「この人が出ているドラマは外れなし」――最近、野呂佳代(42)についてそう言われることが増えた。バカリズム脚本の作品をはじめ、ここ数年の連続ドラマで存在感を放ち続け、2026年春には『銀河の一票』(フジテレビ系)ではメイン級の大役に抜擢。プロデューサーは『カルテット』『エルピス』の佐野亜裕美。主演は黒木華という文句のつけようのない座組である。
だが彼女がここに辿り着くまでの道のりを思い返すと、その「いま」がいかに不思議で感慨深いものか、改めて感じ入ってしまう。
彼女のキャリアの出発点は、2006年のAKB48第2期メンバーオーディションだ。実際は22歳なのに履歴書を「20歳」と詐称し、応募写真は縦に引き伸ばして加工――そんな経緯まで本人が後に『あちこちオードリー』(テレビ東京、2022年1月12日)で告白している。
「自信があるわりに卑屈で、すぐ調子に乗る」
最終選考では「あいつ呼んだのだれ?」と場違いな空気になったが、秋元康の「面白いじゃん」のひと言で合格。メジャーデビューシングル「会いたかった」では当時最年長記録で選抜入りを果たすが、本人いわく「張り切りすぎて前田敦子ら人気メンバーを押しのけてカメラにアピール」した結果、総スカン。
スタッフに対しても「ロケハンとか誰かやった?」とイジって嫌われ、グループを辞める時には「いいっすわ。こんなんだったらできないから」と引き留めも突っぱねた。
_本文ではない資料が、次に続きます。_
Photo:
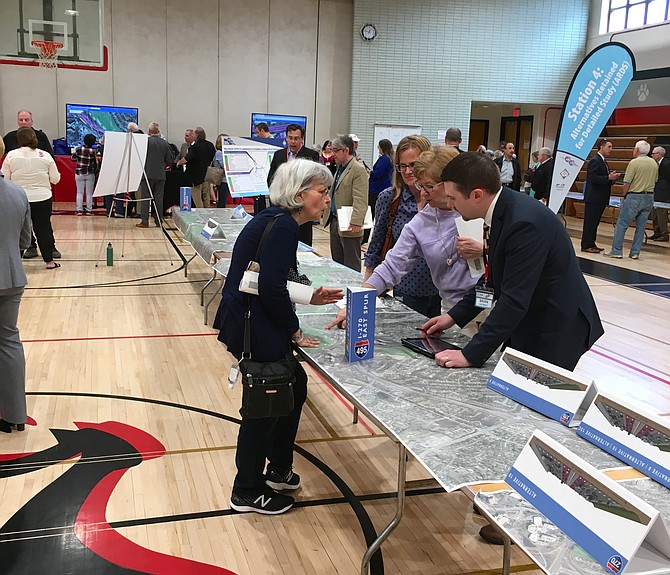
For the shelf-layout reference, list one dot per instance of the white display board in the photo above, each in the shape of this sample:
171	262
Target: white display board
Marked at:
247	166
114	177
618	529
392	132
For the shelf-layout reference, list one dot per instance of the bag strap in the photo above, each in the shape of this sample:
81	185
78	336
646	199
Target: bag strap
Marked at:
246	348
388	241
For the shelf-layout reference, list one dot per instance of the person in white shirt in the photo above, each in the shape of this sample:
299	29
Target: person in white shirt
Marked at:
35	171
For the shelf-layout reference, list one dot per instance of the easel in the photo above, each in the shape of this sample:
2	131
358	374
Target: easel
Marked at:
125	160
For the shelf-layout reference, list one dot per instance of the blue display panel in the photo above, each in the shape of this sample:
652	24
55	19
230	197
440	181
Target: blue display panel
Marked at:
82	119
277	123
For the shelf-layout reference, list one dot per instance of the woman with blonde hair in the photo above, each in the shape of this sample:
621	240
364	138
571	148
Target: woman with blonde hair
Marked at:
35	171
396	206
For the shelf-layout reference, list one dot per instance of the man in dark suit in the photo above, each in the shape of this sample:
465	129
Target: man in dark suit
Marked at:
510	170
659	216
198	158
541	179
295	138
543	306
599	182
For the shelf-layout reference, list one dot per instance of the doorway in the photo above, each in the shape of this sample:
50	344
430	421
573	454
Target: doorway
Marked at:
479	134
519	131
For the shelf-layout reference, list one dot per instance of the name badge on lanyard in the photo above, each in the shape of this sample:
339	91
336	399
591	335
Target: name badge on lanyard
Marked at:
484	297
484	293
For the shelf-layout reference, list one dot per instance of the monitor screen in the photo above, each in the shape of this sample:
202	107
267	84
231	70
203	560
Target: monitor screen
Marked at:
276	123
82	119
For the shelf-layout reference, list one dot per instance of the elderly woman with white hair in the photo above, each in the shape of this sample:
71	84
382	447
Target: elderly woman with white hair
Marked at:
299	194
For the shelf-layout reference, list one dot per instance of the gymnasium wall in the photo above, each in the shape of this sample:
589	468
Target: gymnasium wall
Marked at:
210	63
432	58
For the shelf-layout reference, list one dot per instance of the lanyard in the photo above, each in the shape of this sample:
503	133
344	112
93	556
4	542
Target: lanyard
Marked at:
485	255
288	151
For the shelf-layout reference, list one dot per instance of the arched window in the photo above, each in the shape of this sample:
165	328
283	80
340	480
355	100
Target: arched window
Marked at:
627	14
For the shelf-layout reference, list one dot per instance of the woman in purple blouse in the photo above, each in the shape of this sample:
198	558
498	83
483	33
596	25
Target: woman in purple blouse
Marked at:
416	289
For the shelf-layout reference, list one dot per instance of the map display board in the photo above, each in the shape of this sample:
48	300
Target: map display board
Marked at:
247	165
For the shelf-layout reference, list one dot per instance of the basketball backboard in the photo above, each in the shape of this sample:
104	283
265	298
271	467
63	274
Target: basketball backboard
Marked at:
76	24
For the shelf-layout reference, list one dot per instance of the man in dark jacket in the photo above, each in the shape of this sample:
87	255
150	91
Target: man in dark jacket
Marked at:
659	216
599	182
543	305
159	154
295	138
198	158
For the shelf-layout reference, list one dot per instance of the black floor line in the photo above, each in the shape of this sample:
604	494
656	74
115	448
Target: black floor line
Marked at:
642	281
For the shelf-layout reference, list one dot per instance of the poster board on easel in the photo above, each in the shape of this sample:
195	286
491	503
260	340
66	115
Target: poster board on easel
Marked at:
392	132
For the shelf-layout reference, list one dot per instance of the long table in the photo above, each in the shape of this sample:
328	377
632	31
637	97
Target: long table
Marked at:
462	432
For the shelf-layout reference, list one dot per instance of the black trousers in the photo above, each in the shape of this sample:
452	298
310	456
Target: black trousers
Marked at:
271	439
592	214
40	214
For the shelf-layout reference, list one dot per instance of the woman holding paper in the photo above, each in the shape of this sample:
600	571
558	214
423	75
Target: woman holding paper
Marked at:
396	206
431	234
299	194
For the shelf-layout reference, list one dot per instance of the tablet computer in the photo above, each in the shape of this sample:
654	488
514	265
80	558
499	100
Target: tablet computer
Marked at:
427	346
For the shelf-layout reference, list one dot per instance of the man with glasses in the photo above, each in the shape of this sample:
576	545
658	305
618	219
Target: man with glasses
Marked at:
295	139
350	188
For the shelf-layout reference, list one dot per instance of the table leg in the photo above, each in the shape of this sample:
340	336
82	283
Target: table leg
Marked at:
400	507
186	265
211	299
202	291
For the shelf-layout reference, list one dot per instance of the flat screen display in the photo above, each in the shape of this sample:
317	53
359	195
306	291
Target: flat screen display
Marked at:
82	119
277	123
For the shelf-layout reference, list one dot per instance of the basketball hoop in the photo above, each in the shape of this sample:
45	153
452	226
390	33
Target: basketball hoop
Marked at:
47	51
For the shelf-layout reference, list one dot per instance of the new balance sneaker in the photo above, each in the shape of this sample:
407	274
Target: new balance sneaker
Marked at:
264	501
282	481
31	252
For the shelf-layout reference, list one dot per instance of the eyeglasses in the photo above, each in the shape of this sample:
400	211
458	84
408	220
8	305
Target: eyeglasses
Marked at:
404	167
427	187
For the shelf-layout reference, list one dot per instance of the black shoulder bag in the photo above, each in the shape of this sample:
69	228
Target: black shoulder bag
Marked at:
267	386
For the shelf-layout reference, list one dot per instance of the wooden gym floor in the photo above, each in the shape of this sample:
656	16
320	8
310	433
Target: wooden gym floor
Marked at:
148	493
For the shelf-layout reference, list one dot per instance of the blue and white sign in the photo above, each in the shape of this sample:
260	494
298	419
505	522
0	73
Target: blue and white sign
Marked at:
639	439
618	529
360	332
595	91
548	389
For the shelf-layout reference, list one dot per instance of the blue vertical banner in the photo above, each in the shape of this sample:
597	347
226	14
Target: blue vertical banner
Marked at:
595	91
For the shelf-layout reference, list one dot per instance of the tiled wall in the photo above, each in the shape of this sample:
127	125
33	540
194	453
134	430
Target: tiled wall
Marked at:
432	58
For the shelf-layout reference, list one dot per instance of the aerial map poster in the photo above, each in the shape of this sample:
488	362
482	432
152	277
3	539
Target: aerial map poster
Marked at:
247	165
82	119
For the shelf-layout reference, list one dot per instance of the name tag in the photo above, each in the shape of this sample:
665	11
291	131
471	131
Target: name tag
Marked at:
484	298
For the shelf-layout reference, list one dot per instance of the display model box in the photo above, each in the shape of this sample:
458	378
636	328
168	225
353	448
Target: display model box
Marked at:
618	529
185	199
360	332
639	439
212	231
544	387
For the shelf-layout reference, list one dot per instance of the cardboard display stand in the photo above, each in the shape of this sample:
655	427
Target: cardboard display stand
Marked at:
542	386
639	439
617	528
360	331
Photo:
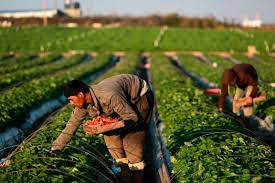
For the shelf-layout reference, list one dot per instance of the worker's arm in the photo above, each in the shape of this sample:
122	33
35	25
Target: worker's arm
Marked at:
123	109
224	93
71	127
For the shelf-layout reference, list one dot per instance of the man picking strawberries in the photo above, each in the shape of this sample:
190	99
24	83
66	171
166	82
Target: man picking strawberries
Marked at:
126	97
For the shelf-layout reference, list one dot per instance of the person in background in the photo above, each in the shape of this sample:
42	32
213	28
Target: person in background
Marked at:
245	78
124	96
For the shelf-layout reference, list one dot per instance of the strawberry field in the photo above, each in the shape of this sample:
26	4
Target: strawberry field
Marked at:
203	145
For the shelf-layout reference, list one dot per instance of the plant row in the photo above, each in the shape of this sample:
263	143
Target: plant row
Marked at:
55	38
205	146
17	102
84	159
21	76
18	65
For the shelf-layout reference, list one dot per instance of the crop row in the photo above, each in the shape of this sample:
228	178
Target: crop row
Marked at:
55	38
16	103
205	146
85	158
21	76
13	66
23	58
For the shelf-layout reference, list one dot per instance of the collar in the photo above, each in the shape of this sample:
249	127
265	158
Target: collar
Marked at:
94	101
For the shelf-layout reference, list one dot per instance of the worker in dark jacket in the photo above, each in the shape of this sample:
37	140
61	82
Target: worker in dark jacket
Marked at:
123	96
245	78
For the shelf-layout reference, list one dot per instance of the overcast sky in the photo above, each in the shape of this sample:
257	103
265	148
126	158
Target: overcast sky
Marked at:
231	9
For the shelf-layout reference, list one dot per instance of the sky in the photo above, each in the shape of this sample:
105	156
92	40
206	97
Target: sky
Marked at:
230	9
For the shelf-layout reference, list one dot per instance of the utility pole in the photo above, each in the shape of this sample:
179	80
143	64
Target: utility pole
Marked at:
44	7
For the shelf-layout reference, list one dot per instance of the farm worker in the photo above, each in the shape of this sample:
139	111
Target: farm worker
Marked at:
244	77
125	96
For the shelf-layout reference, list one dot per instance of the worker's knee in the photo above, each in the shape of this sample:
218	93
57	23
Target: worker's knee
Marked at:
136	166
121	161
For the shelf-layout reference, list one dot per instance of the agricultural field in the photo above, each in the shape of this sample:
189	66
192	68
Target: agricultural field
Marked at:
204	145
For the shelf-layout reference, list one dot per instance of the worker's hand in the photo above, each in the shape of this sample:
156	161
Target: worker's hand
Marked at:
56	147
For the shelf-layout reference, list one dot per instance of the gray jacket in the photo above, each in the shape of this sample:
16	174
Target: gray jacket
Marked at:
114	95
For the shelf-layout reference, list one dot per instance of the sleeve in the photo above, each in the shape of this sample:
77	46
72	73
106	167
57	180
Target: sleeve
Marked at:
224	93
71	127
123	109
254	90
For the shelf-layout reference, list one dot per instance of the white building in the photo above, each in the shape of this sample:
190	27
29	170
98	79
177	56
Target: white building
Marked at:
31	13
252	23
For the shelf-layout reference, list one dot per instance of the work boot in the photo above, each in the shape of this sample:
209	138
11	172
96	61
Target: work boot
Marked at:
138	176
125	174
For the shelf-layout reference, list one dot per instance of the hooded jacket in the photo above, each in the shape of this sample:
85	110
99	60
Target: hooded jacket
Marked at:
116	95
246	75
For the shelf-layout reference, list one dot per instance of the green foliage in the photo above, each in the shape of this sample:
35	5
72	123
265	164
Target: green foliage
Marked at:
205	146
85	158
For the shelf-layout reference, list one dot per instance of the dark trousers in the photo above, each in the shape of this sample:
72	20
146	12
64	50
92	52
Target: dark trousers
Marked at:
130	144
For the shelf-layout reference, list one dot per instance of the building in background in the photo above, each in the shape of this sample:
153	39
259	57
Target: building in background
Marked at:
252	23
72	8
32	13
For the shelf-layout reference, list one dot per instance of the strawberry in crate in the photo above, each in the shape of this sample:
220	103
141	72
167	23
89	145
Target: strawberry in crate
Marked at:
101	124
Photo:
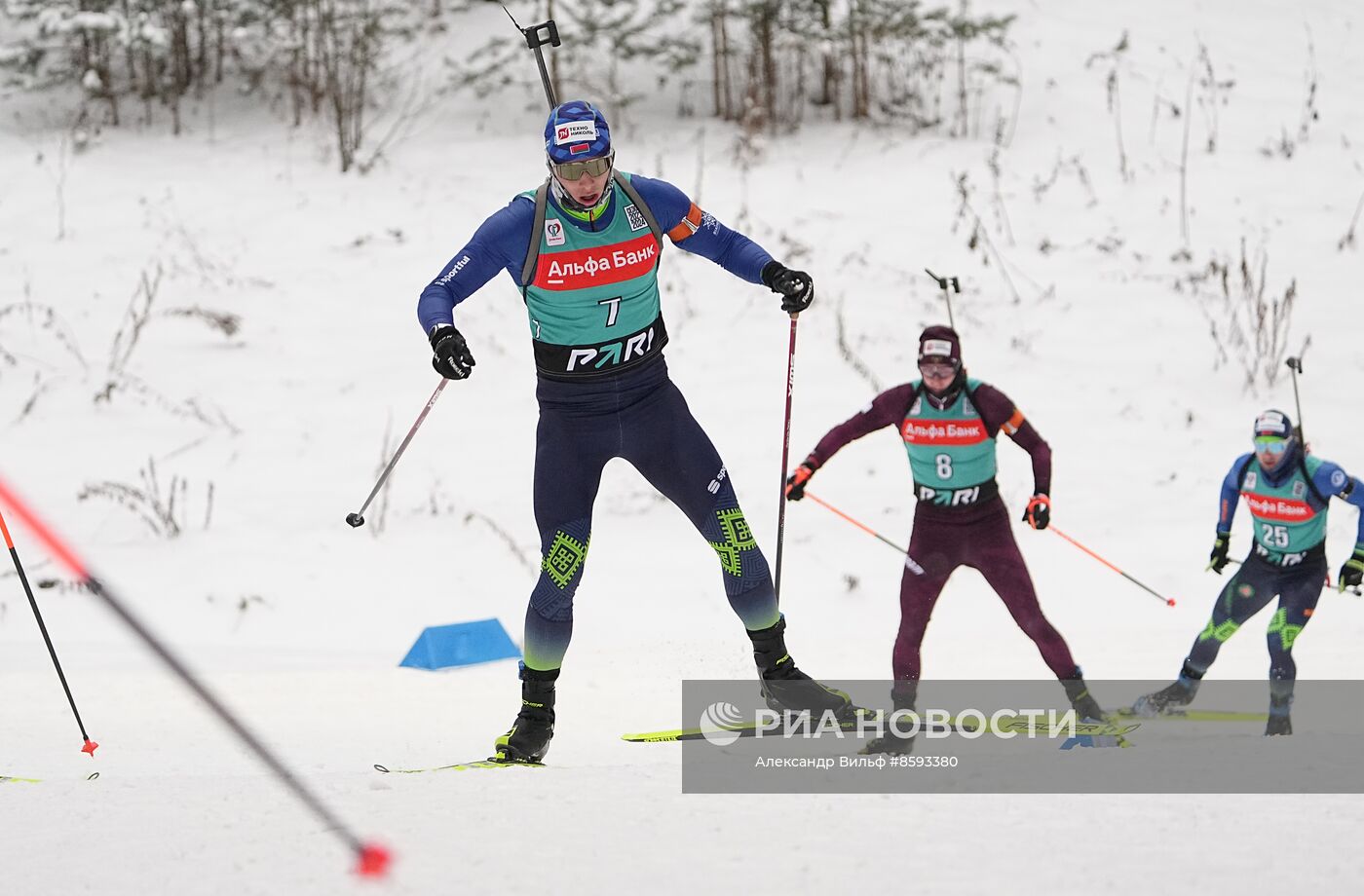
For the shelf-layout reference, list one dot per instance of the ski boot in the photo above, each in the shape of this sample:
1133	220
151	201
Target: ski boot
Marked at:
528	739
902	697
1278	721
1177	694
1081	701
786	688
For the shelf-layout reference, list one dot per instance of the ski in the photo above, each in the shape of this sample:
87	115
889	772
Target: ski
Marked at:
1016	725
457	766
1196	715
9	779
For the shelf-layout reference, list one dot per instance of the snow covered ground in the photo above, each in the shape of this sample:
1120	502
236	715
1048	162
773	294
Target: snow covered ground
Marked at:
299	620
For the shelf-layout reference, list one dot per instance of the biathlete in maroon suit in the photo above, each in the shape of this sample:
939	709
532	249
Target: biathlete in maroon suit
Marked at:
948	425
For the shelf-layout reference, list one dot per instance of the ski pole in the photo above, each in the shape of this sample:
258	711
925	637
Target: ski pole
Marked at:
371	859
357	520
91	746
1296	365
859	525
786	456
538	36
947	296
1169	602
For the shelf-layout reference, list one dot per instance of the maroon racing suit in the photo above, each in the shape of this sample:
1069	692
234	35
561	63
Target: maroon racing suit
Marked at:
974	534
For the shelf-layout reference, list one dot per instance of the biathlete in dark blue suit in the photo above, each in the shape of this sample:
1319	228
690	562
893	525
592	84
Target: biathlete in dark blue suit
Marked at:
584	252
1286	491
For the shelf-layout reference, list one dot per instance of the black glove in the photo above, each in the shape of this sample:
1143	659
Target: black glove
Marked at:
1039	511
795	482
795	286
1217	559
452	356
1352	573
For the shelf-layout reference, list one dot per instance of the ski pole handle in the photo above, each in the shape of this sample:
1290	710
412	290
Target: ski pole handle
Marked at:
538	36
1168	602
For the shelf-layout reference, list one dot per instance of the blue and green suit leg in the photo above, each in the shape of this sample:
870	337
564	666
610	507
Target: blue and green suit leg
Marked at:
671	450
663	440
1248	592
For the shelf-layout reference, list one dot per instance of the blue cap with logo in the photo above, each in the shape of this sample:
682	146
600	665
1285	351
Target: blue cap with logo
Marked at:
1272	423
576	130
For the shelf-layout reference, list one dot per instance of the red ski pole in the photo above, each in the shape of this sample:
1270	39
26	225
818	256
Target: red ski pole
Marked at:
371	859
1169	602
91	746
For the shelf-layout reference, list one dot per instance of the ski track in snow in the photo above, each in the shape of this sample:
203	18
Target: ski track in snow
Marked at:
299	620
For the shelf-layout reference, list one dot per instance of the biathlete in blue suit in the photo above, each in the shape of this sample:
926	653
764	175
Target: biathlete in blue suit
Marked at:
1286	491
584	252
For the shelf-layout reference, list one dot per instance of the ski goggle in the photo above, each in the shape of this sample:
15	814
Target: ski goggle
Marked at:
1270	445
937	370
593	167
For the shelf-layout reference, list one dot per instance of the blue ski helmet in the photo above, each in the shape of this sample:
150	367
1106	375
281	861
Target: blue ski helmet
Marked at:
576	131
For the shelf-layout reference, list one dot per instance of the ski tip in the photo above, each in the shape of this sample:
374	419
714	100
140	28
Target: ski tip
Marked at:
372	861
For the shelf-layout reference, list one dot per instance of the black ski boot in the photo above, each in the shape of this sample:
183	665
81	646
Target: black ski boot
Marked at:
1278	721
1177	694
786	688
902	697
1081	701
528	739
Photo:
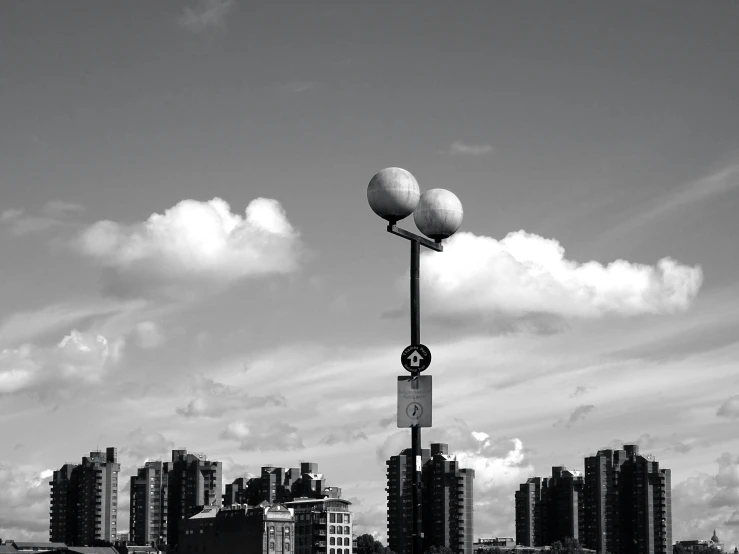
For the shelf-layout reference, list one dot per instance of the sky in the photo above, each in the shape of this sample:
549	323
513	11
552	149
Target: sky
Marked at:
188	259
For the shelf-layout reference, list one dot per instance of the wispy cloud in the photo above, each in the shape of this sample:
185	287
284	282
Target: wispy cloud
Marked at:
713	184
578	414
206	14
53	214
297	87
458	147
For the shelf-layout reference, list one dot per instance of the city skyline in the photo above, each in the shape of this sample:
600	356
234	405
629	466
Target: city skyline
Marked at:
189	260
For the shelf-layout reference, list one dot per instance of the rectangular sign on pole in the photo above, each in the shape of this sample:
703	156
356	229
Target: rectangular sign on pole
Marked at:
414	401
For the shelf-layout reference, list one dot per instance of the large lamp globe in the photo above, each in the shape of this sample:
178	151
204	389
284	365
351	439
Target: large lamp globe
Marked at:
438	214
393	194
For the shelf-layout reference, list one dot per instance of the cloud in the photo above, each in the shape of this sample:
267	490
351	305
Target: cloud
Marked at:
730	408
470	149
78	359
24	511
297	87
213	399
148	335
263	436
705	502
525	274
194	243
60	208
343	435
205	15
22	326
142	446
52	214
578	414
500	466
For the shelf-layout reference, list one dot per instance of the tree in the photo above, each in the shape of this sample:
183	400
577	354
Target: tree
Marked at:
439	550
568	546
366	544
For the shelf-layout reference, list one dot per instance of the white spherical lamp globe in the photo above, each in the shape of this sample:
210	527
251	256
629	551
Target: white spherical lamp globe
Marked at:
438	214
393	194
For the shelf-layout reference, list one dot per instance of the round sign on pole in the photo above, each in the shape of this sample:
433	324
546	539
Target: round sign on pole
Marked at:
415	358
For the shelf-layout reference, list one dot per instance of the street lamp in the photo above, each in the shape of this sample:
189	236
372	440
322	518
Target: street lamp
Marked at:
393	194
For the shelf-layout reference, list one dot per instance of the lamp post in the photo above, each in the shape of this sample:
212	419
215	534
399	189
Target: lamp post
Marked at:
393	194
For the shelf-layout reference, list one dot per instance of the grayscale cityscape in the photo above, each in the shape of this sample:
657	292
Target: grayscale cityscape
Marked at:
343	277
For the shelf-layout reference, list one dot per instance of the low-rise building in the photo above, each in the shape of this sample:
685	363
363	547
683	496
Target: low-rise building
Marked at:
323	526
263	529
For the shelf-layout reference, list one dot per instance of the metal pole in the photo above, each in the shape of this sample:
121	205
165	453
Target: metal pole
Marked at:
417	547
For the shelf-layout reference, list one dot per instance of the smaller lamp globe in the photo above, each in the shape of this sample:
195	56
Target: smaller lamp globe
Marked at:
438	214
393	194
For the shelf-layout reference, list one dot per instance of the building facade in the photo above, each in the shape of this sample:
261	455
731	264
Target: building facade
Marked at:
628	503
277	484
323	526
193	483
528	512
447	501
84	500
550	509
148	505
263	529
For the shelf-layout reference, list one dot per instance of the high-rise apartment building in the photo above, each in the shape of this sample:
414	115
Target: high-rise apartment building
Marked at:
148	506
447	501
628	503
277	484
84	500
399	498
550	509
193	482
528	512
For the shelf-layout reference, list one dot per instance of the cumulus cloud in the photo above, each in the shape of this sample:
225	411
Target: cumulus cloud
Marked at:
213	399
79	358
263	436
730	408
142	446
578	414
524	274
148	335
705	502
194	242
470	149
206	14
24	511
500	466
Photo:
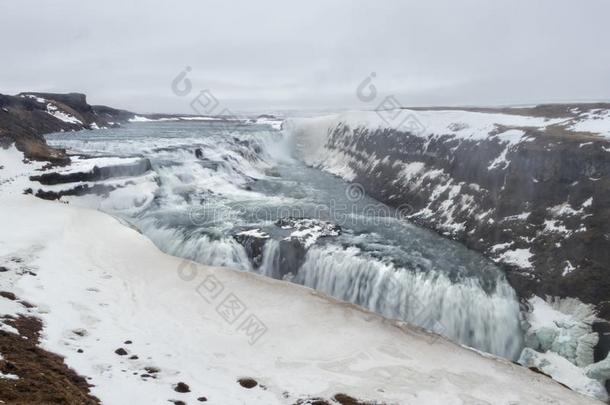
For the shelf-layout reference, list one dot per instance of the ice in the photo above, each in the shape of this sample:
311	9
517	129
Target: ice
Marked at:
565	372
96	274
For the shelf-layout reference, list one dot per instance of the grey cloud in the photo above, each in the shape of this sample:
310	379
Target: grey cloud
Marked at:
268	55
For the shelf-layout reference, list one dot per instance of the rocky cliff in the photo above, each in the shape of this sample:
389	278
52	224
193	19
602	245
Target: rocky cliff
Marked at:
528	187
26	117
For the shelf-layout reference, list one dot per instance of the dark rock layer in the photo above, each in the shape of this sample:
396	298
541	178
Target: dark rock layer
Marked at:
549	195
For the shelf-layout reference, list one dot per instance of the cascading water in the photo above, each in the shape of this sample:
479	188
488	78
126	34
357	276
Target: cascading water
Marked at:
209	186
460	309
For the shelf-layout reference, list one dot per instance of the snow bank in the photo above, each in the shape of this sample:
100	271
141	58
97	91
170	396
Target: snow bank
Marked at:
100	286
561	343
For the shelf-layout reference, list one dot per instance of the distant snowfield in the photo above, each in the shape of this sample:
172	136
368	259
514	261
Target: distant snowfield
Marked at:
99	284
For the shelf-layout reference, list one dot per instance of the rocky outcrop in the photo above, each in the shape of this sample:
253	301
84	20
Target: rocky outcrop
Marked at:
25	118
529	188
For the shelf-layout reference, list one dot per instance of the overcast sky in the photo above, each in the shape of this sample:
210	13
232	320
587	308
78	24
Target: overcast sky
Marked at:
270	55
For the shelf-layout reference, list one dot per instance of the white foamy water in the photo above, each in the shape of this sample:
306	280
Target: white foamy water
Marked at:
208	185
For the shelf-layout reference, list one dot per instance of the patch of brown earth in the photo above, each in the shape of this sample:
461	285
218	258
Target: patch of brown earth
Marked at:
43	377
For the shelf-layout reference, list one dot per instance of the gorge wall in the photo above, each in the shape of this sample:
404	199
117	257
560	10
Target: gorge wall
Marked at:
528	187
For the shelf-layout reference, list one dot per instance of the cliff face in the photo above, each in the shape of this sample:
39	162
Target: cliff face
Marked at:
529	188
25	118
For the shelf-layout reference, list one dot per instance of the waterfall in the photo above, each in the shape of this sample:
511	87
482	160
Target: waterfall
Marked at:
270	266
462	311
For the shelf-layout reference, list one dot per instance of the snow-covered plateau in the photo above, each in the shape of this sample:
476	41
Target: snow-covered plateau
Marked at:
118	310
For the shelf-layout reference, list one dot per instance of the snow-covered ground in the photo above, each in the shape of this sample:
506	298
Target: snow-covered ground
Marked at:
98	285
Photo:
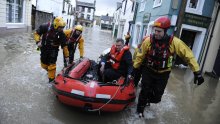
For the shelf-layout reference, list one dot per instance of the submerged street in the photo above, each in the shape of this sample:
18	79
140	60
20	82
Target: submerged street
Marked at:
26	97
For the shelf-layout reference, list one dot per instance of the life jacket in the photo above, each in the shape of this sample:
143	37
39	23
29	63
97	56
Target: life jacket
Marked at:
71	39
51	37
115	57
159	56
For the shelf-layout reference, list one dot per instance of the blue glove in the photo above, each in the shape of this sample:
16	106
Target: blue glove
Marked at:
198	79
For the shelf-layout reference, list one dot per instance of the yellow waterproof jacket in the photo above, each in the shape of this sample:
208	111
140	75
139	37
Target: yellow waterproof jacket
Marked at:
40	35
80	41
177	46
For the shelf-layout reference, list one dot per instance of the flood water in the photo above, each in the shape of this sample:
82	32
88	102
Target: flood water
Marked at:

姉妹グループのキャプテンを経てアイドルを離れたのは28歳。以降はバラエティ番組で「男性芸人にイジられる枠」として扱われる時期が長かったが、本人は後にその時期について「悔しくてたまらないよ」「何年も何年も模索していた」と当時の苦さも明るく語っている(『ボクらの時代』フジテレビ、2024年7月7日)。
『ゴッドタン』の佐久間宣行プロデューサーは、彼女についてこう評している。
「自信があるわりに卑屈で、すぐ調子に乗る。それがおもしろい」(『Quick Japan』vol.183、QJ Web 2026年4月23日配信)。